How to correctly do data preparation for this algorithm?
Hello, I'm trying to train Who needs words?: Lexicon Free Speech Recognition in my own dataset (from a complex language domain). While I followed the steps in wav2letter's "Data Preparation" section, it's still unclear how to use my .lexicon, token.txt and .lst files generated with this architecture. In the script prepare.py, the librispeech data is used and pre-processed, should I transform my data in this format and replace paths in the .py? Should I Train what kind of language model (char or word-based/with or without lexicon)? This may be just misinterpretation of my reading of the library, but any guidance would be helpful, Thank you!
Hi @JpMCarrilho
Sorry for the delay. Let me explain what you need to have and how to prepare, probably it will be simpler just create new prepare.py for your data.
This file should contain tokens, so that model will return you probability for each frame across tokens. Tokens files thus just defines classes for the frame classification problem. In case of English we use a-z letters, apostrophe, and "|" - as words delimiter.
It should contain mapping of all your train/dev words into your tokens sequence, like "hello h e l l o |" - so format is word then tokens sequence separated by space and at the end we use "|" to set the word boundaries.
So you need just to collect set of all words from train transcriptions and then do mapping to your letters sequence.
Lexicon is used to map target transcription (which is standard words sequence) to the tokens sequence.
List file is the format of input data for the model, the format is
id file_path file_duration_in_ms target_transcription
Target transcription is just word transcription.
Hope, this explains what and why you need to have. You could adapt prepare.py from lexicon-free recipe, but it depends on your language what you need to modify.
hi,
this may be a stupid question but,
If I have a dataset from which I define a set of representative tokens as in [a-z'|], doesn't this mean that words in my dataset is eventually a list of these tokens i.e. hello: h e l l o | ?
So why to construct the lexicon manually beforehands? Do i miss something?
Sorry, I don't understand what do you mean. Do you mean that we don't need to prepare lexicon because it is just a sequence of letters?
Yes. Is that just a convenience file/mapping or does it involve a more sophisticated linguistic step that I miss?
Tokens set you need to provide as for LM training for example, you need to specify the index class for each token. Then you could skip lexicon if you are sure that there no other tokens in your transcriptions (otherwise you will have crash).

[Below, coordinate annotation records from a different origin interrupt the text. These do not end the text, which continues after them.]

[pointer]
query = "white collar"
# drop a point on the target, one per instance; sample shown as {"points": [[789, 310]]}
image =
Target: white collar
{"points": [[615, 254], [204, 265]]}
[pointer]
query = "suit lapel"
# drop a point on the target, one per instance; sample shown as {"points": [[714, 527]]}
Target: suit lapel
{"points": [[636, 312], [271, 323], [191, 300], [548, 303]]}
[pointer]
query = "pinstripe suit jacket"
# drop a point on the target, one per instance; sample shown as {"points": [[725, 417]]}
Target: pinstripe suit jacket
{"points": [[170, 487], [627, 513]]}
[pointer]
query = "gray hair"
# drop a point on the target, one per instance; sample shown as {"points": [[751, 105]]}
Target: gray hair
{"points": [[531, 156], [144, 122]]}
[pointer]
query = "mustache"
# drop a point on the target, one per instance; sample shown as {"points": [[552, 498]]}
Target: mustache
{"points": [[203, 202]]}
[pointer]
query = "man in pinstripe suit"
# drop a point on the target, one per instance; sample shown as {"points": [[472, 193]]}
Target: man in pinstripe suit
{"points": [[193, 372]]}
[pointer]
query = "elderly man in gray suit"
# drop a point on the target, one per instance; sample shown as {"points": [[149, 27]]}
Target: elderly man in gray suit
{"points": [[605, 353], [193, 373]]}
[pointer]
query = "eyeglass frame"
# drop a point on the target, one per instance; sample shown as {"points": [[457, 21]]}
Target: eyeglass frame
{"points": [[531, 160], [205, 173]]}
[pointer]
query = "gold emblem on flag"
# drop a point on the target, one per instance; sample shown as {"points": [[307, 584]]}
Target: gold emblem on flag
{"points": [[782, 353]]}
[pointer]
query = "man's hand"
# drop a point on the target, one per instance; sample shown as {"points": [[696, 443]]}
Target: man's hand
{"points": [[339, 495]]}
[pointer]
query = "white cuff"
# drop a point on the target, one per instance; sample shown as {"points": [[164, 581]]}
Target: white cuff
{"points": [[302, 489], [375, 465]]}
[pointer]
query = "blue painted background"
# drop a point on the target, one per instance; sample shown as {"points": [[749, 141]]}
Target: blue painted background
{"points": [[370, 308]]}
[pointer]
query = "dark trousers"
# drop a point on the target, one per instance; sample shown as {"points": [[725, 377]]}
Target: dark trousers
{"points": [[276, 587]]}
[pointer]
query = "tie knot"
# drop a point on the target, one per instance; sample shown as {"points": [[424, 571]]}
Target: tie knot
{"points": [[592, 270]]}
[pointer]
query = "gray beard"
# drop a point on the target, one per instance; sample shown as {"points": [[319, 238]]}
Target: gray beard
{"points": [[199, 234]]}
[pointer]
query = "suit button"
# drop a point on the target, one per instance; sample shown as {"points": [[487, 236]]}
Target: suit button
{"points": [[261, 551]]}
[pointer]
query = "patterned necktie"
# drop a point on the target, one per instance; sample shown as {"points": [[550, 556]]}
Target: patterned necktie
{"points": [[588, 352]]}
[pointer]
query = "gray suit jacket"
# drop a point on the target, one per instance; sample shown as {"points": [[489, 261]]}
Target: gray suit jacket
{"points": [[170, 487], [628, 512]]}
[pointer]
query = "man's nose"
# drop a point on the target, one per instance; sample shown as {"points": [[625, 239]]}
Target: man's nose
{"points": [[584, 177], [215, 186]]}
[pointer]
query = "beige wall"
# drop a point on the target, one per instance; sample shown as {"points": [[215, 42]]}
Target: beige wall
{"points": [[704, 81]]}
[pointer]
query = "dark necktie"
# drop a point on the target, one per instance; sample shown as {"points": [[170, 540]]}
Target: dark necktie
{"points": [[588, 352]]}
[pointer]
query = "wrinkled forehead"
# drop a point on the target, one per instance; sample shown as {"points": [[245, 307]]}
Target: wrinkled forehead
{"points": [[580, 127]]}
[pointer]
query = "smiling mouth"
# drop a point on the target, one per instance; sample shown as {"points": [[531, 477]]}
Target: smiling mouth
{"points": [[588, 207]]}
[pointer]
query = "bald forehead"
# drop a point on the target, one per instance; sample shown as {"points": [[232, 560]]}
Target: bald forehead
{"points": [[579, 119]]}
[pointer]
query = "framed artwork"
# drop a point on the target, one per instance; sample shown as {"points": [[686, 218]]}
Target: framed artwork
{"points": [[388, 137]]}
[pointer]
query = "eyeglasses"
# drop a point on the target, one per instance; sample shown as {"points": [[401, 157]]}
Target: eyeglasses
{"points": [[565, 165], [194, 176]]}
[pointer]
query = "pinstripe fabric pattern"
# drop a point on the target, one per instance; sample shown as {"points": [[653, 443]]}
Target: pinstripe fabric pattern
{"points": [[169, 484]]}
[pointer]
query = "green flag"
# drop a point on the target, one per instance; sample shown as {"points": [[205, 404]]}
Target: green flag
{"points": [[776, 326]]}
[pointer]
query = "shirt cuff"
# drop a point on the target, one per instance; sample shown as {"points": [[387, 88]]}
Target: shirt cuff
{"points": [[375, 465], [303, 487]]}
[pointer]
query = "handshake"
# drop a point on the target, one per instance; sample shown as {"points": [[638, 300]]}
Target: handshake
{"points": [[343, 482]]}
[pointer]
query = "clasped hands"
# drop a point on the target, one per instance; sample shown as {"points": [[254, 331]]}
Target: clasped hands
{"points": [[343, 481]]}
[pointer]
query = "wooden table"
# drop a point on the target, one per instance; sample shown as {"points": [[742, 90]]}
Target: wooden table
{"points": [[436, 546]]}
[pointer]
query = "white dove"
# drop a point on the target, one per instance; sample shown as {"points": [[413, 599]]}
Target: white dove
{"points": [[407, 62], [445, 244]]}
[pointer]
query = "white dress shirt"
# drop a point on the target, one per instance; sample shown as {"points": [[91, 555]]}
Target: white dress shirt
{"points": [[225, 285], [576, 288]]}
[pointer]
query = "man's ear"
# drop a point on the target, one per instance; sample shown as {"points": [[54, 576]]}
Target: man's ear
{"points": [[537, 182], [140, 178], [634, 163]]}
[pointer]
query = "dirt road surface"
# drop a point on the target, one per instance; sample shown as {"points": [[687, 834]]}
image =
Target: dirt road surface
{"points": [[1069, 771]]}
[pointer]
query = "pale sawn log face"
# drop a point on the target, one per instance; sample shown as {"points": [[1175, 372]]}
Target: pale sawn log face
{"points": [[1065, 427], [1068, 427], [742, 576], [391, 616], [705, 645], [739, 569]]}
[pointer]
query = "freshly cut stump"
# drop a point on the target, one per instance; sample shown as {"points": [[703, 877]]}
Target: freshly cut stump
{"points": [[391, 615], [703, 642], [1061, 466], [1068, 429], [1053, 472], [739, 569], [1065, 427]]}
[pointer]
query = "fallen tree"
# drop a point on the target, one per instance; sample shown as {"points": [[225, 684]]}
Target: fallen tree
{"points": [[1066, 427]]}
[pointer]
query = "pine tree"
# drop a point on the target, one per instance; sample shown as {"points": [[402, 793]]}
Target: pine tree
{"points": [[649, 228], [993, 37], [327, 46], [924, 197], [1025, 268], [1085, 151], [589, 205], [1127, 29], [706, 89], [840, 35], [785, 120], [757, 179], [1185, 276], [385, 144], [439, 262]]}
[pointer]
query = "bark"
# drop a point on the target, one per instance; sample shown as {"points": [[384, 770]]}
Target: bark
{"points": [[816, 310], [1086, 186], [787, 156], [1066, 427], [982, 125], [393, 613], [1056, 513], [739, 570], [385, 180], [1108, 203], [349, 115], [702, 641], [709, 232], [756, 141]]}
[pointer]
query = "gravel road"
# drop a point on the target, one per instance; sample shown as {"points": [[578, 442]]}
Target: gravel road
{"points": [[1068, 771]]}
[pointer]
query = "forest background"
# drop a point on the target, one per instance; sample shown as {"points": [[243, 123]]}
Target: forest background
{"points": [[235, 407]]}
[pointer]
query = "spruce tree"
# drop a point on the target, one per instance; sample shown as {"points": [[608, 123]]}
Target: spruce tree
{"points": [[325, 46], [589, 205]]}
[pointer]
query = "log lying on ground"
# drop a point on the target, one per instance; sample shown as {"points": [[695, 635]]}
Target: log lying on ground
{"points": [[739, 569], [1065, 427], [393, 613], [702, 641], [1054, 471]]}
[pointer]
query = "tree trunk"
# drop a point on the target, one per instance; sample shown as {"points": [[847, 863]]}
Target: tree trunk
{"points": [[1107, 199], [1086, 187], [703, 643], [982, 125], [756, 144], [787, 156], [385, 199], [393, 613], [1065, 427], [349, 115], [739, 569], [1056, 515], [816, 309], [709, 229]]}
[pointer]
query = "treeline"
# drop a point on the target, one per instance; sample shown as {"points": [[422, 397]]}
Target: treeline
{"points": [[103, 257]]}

We have falling back to letters if word is not presented in the lexicon, and all these letters should be in the tokens set. No any sophisticated linguistic step, but here with lexicon file you could do special mapping of abbreviations, like "tv t | v |".
thank you!
Most helpful comment
Hi @JpMCarrilho
Sorry for the delay. Let me explain what you need to have and how to prepare, probably it will be simpler just create new prepare.py for your data.
Tokens.txt
This file should contain tokens, so that model will return you probability for each frame across tokens. Tokens files thus just defines classes for the frame classification problem. In case of English we use a-z letters, apostrophe, and "|" - as words delimiter.
Lexicon file
It should contain mapping of all your train/dev words into your tokens sequence, like "hello h e l l o |" - so format is word then tokens sequence separated by space and at the end we use "|" to set the word boundaries.
So you need just to collect set of all words from train transcriptions and then do mapping to your letters sequence.
Lexicon is used to map target transcription (which is standard words sequence) to the tokens sequence.
List file
List file is the format of input data for the model, the format is
Target transcription is just word transcription.
Hope, this explains what and why you need to have. You could adapt prepare.py from lexicon-free recipe, but it depends on your language what you need to modify.